Always start by taking a look at the first few rows of your data.

## EDA

It's always a good idea to start by asking yourself a few questions about the data. For example
- What types of features are there?
- Are there missing values?
- What is the distribution of the target?

#### What types of features are there?

#### Are there missing values?

#### What is the distribution of the target?

#### What are the distributions of the features?

It looks like there are both continuous and categorical features. It is usually a good idea to separate them.

##### Numeric

##### Categorical

Both `community` and `communityname` look like they are sliced too thin to be useful. `fold` is probably an index that was added for k-fold cross-validation. So it looks like the only real categorical variable is `county`. We'll leave `communityname` for now, just so we have more than one categorical variable.

## Processing

There are a few obvious things we would like to do with this data before we start trying different models.

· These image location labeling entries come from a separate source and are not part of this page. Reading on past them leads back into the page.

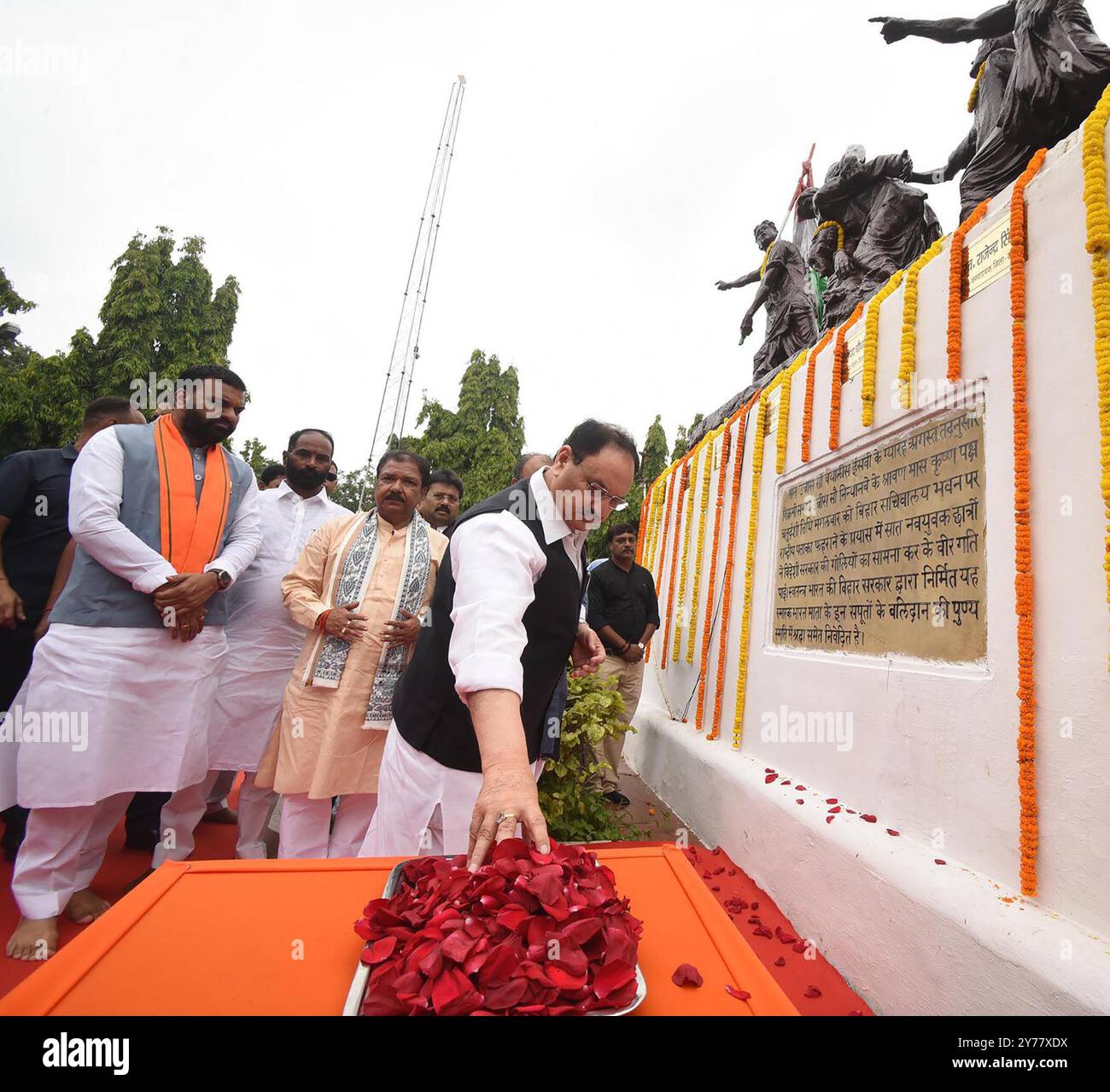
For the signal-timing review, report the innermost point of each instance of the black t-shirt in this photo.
(34, 496)
(626, 602)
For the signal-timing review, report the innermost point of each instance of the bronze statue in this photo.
(989, 161)
(1060, 66)
(885, 225)
(792, 310)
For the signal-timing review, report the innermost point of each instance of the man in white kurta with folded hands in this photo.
(165, 518)
(263, 644)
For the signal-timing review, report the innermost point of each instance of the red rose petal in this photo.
(686, 974)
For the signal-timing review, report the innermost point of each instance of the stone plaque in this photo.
(883, 552)
(854, 348)
(989, 255)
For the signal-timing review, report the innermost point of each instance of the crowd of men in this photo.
(395, 677)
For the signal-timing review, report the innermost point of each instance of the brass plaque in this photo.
(883, 552)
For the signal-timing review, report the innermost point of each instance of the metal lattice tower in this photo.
(393, 408)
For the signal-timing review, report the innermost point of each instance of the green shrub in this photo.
(570, 788)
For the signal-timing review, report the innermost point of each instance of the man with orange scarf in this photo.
(122, 685)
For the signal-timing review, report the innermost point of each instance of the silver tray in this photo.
(358, 990)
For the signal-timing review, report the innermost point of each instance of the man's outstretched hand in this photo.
(509, 792)
(588, 654)
(894, 30)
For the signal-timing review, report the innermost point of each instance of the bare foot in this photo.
(85, 907)
(34, 937)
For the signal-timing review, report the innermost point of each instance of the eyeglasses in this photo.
(617, 504)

1. Impute missing values. For categorical variables, this is easy, a good strategy is to just add a new level: '?'. For the continuous variables, we need to be a little bit more careful.
- All of our sklearn learning algorithms only work with numeric data. We need to convert the categorical column to numeric, using either one-hot encoding or feature hashing.
- Some learning algorithms are sensitive to scaling. We should try normalizing the numeric features.
- This dataset has a relatively large number of features, compared to a small number of examples. We might want to try some dimensionality reduction (will be discussed in future classes).

There are different strategies for the two feature types (numeric and categorical), so we will treat them individually.

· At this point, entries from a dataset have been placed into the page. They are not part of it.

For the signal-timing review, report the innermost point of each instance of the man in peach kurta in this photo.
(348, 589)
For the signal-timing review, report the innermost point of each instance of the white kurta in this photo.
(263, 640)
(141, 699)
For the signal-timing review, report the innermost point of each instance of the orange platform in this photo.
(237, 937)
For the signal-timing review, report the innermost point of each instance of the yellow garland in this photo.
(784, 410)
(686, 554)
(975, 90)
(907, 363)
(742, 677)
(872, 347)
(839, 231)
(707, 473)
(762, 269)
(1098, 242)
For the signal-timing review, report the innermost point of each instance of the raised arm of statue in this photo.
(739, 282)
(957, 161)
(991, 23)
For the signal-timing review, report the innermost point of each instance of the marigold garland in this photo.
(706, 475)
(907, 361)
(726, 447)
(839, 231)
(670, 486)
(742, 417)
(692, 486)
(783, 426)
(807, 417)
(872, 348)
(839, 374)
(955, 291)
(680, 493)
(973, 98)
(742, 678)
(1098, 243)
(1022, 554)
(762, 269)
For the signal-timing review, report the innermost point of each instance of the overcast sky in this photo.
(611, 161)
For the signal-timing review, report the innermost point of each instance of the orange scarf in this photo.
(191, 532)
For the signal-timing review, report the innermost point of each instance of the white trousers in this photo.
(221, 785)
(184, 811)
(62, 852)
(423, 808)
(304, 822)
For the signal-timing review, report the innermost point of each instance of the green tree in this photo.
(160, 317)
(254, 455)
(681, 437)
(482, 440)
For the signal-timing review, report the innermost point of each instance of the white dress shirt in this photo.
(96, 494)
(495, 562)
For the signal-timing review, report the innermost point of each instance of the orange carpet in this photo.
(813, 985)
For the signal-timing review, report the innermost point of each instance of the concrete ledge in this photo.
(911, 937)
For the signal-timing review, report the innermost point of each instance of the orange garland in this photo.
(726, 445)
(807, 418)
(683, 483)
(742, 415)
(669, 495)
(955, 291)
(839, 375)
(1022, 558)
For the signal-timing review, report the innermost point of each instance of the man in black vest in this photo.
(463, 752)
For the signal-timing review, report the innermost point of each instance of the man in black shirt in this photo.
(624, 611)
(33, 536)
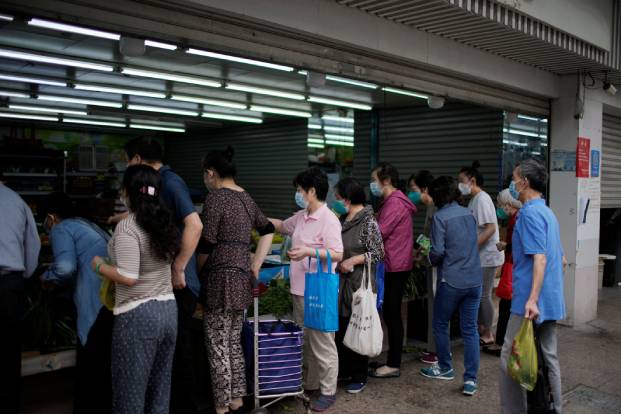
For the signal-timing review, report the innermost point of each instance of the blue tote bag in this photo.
(321, 298)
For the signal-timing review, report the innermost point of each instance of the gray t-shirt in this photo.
(484, 212)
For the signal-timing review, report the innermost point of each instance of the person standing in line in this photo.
(229, 216)
(538, 266)
(176, 195)
(508, 209)
(362, 242)
(454, 250)
(315, 228)
(19, 256)
(419, 193)
(75, 241)
(145, 325)
(395, 222)
(481, 204)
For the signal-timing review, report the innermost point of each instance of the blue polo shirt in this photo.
(175, 193)
(537, 232)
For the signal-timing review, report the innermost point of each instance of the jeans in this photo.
(448, 299)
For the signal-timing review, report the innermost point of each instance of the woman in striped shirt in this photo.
(145, 326)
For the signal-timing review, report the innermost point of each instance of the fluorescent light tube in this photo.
(194, 80)
(31, 57)
(280, 111)
(338, 119)
(160, 45)
(404, 92)
(14, 94)
(264, 91)
(122, 91)
(73, 29)
(208, 101)
(330, 101)
(156, 127)
(351, 82)
(83, 101)
(160, 109)
(28, 79)
(240, 60)
(226, 117)
(47, 109)
(340, 143)
(26, 116)
(91, 122)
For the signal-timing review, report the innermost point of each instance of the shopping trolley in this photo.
(274, 349)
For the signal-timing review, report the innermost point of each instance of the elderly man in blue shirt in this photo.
(19, 255)
(538, 264)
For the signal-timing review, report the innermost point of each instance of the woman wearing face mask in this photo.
(508, 209)
(395, 222)
(75, 241)
(482, 206)
(229, 216)
(362, 242)
(314, 228)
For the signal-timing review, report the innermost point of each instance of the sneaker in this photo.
(435, 372)
(323, 403)
(429, 358)
(470, 388)
(356, 387)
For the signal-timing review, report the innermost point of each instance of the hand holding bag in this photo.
(321, 297)
(364, 334)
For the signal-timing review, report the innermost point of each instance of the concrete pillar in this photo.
(570, 119)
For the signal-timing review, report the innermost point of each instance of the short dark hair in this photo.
(444, 190)
(536, 174)
(350, 189)
(147, 148)
(58, 203)
(313, 178)
(222, 162)
(386, 171)
(473, 172)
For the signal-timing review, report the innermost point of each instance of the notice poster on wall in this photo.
(583, 157)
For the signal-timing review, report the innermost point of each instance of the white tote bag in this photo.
(364, 333)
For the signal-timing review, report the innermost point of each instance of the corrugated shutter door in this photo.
(267, 157)
(611, 162)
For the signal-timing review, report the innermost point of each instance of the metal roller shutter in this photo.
(267, 157)
(611, 162)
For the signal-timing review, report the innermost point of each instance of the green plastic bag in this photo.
(522, 364)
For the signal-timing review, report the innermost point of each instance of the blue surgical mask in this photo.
(376, 190)
(339, 207)
(415, 196)
(300, 200)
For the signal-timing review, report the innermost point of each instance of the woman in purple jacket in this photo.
(395, 222)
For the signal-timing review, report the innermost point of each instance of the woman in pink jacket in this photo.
(395, 222)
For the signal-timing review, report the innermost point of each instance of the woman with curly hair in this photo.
(145, 327)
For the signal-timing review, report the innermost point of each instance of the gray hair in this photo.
(505, 198)
(535, 173)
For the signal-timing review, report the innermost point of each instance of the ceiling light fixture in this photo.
(337, 102)
(264, 91)
(31, 57)
(83, 101)
(122, 91)
(149, 108)
(214, 115)
(280, 111)
(73, 29)
(240, 60)
(208, 101)
(194, 80)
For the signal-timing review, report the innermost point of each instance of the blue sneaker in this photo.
(470, 388)
(356, 387)
(435, 372)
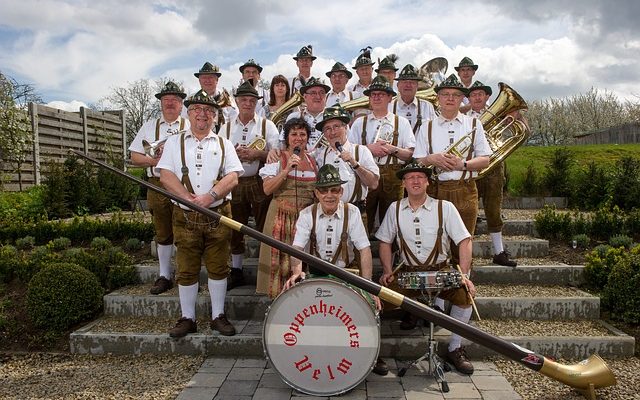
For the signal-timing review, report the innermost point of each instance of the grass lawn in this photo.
(539, 157)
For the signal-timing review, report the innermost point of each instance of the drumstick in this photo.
(473, 303)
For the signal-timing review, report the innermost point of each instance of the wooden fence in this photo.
(55, 132)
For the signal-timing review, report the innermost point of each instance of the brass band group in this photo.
(316, 172)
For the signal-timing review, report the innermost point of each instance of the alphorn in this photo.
(585, 376)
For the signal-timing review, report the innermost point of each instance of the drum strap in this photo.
(437, 247)
(344, 236)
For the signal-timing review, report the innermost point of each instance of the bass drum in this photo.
(321, 337)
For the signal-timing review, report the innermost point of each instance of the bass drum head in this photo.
(321, 337)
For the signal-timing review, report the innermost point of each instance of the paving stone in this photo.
(491, 382)
(462, 391)
(272, 394)
(387, 388)
(197, 393)
(232, 388)
(245, 374)
(203, 379)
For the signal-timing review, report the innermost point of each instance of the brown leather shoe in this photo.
(459, 359)
(381, 367)
(161, 285)
(222, 325)
(183, 327)
(503, 259)
(235, 278)
(409, 321)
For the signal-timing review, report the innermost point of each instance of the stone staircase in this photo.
(136, 322)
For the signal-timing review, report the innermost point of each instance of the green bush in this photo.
(26, 243)
(59, 244)
(100, 243)
(620, 241)
(122, 275)
(62, 295)
(621, 295)
(599, 264)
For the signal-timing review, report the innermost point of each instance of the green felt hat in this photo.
(311, 82)
(380, 83)
(329, 176)
(334, 112)
(466, 62)
(305, 52)
(477, 85)
(208, 69)
(339, 67)
(414, 166)
(201, 97)
(171, 88)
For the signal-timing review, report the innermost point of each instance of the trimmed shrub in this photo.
(61, 295)
(621, 293)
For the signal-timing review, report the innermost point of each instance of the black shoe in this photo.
(183, 327)
(503, 259)
(161, 285)
(381, 368)
(409, 321)
(235, 278)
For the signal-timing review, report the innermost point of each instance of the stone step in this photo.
(243, 304)
(91, 339)
(546, 275)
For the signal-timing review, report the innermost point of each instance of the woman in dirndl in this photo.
(291, 181)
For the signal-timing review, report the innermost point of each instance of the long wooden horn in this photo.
(586, 376)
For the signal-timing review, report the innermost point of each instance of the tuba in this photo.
(505, 127)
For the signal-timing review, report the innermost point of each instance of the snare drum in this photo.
(321, 337)
(430, 280)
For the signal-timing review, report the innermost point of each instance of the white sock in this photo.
(462, 315)
(188, 299)
(164, 256)
(217, 291)
(439, 303)
(496, 239)
(236, 261)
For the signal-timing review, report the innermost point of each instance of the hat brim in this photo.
(320, 124)
(304, 89)
(182, 95)
(389, 90)
(426, 170)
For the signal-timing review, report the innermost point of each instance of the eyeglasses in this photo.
(200, 110)
(333, 190)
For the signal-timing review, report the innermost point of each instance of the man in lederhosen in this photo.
(201, 167)
(390, 140)
(490, 186)
(333, 230)
(354, 161)
(457, 168)
(248, 197)
(407, 104)
(304, 61)
(423, 227)
(169, 123)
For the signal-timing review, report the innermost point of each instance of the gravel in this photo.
(63, 376)
(535, 386)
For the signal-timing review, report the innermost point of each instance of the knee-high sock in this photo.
(188, 299)
(164, 256)
(217, 291)
(236, 261)
(496, 239)
(462, 315)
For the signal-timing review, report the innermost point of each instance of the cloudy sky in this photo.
(74, 52)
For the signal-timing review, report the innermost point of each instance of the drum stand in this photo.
(437, 366)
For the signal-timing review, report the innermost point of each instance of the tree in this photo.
(138, 101)
(15, 129)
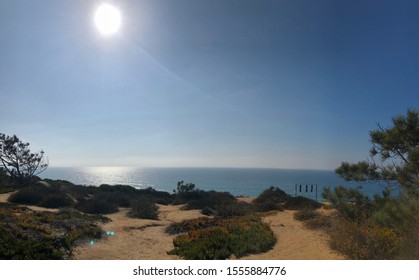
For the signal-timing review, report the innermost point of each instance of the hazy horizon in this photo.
(221, 83)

## Numeric Feature Processing Pipeline

For the continuous features, there are two main feature processing steps:
1. Impute missing values
2. Scale features to normalized z-scores.

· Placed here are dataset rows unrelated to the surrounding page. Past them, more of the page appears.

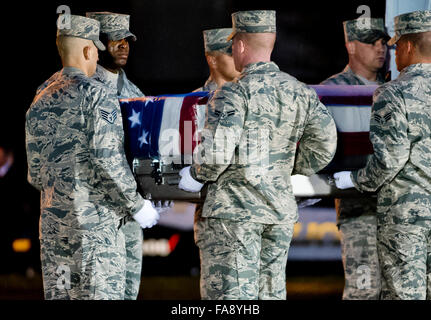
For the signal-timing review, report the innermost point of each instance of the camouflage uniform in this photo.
(247, 221)
(356, 217)
(399, 169)
(116, 27)
(74, 141)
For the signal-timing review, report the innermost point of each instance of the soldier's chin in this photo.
(121, 62)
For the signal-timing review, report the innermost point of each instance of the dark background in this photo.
(168, 56)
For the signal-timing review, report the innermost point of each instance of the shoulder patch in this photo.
(109, 117)
(383, 119)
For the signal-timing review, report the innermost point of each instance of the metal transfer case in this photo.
(162, 132)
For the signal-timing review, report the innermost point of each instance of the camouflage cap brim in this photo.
(120, 34)
(373, 35)
(394, 40)
(411, 22)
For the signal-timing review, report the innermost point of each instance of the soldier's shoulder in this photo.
(338, 79)
(90, 86)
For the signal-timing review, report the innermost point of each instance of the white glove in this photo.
(147, 216)
(187, 183)
(163, 207)
(342, 180)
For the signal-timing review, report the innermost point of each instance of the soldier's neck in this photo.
(74, 63)
(363, 71)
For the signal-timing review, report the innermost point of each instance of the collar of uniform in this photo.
(260, 67)
(380, 79)
(417, 68)
(72, 71)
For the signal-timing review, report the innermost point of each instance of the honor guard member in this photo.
(115, 34)
(400, 168)
(75, 154)
(356, 217)
(218, 53)
(260, 131)
(114, 31)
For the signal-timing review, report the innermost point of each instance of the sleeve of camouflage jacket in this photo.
(388, 134)
(318, 143)
(33, 159)
(222, 133)
(105, 134)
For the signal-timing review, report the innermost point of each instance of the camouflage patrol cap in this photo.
(412, 22)
(254, 21)
(114, 25)
(215, 40)
(366, 30)
(80, 27)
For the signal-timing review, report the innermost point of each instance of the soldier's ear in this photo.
(241, 46)
(351, 48)
(87, 52)
(211, 60)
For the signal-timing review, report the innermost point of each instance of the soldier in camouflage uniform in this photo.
(400, 130)
(114, 32)
(74, 142)
(218, 53)
(260, 131)
(356, 218)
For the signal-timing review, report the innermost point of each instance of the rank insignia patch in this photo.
(109, 117)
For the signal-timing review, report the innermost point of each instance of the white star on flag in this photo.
(148, 100)
(143, 138)
(135, 118)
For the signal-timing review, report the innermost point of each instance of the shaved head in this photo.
(71, 46)
(421, 41)
(78, 52)
(250, 48)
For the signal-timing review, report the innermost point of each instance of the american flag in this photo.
(163, 126)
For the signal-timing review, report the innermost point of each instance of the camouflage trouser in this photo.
(358, 237)
(85, 265)
(242, 260)
(134, 237)
(405, 255)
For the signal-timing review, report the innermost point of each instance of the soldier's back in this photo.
(277, 110)
(57, 131)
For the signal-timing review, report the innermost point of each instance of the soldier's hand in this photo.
(147, 216)
(187, 183)
(343, 180)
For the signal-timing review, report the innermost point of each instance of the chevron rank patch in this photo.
(109, 117)
(383, 119)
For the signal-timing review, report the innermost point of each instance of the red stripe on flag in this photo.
(188, 125)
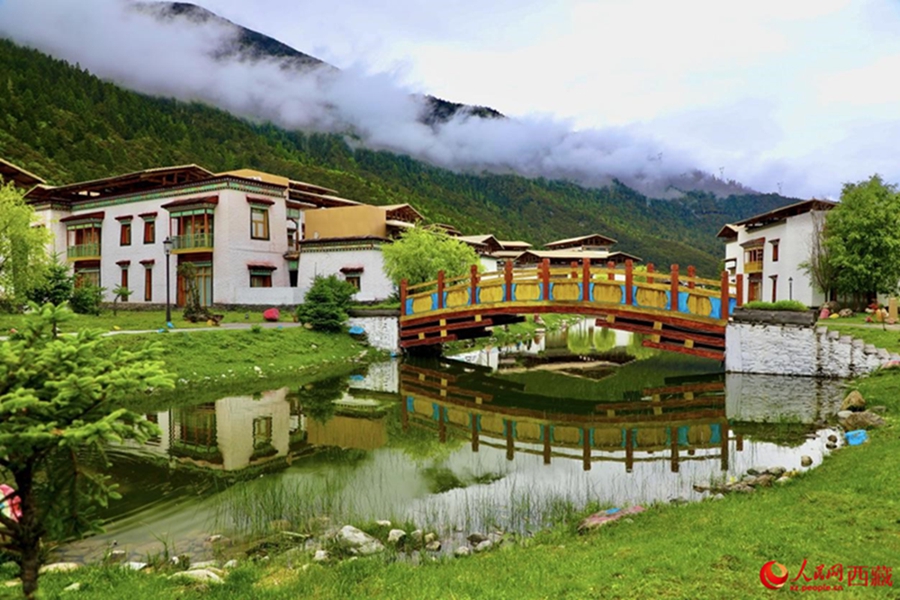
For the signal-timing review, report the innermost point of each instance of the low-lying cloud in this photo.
(184, 59)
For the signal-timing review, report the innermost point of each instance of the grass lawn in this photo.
(846, 512)
(227, 355)
(138, 320)
(872, 333)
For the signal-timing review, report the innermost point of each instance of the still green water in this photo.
(481, 442)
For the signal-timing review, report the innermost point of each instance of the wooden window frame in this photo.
(264, 234)
(148, 284)
(150, 231)
(125, 233)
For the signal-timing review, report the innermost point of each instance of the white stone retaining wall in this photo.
(798, 350)
(383, 332)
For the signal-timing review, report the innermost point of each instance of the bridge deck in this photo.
(685, 314)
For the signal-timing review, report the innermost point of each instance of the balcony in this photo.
(753, 266)
(83, 252)
(192, 241)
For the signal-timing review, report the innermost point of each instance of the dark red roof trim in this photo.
(83, 217)
(189, 201)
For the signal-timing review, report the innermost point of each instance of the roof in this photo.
(514, 245)
(302, 186)
(319, 200)
(728, 231)
(487, 241)
(402, 212)
(255, 175)
(574, 255)
(122, 184)
(18, 175)
(594, 239)
(791, 210)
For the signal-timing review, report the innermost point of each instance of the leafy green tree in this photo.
(326, 303)
(57, 288)
(23, 248)
(862, 236)
(423, 251)
(86, 299)
(120, 293)
(61, 400)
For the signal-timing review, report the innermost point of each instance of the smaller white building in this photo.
(768, 249)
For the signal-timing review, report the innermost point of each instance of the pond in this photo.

One can imagine other feature processing steps, e.g. dealing with outliers, discretization, etc., but we will stick with these for now

In [None]:
from sklearn.preprocessing import FunctionTransformer, StandardScaler, Imputer
from sklearn.pipeline import Pipeline

### Step 1: Select Numeric Features

### Step 2: Impute missing values

### Step 3: Scale

### Put it all in a pipeline

## Categorical Feature Processing Pipeline

### Step 1: Select columns that correspond to categorical features

#### Start a Pipeline

### Step 2: Ensure that each feature has the correct data type

#### Continue the pipeline

### Step 3: Encode as numeric features

#### Continue the pipeline

#### Let's do this with feature hashing instead

In [None]:
from sklearn.feature_extraction import FeatureHasher



## Combine the two Pipelines

## Try some different models

The great thing about this paradigm is that you can write a whole data processing a modeling pipeline 'in the abstract' without doing anthing to your data. Scikit-learn then lets you treat the entire pipeline as one 'model', which allows you to do things like cross-validation and model selection without ever contaminating your test data.

### Linear Regression

Here is an example using linear regression

In [None]:
from sklearn.model_selection import GridSearchCV
from sklearn.linear_model import LinearRegression, Ridge

#### Define the Pipeline

#### Define some hyper-parameters to search over

#### Grid Search

**Exercise**: Try to build your own pipeline. You can use a different estimator (e.g. Ridge(), RandomForestRegressor(), GradientBoostingRegressor(), SVR(), ...), and you can also add additional variables to the steps in the pipeline (e.g., what happens if you binarize the numeric variables? take the logs? perform dimensionality reduction with PCA?)

How high can you get your R^2 on the test set?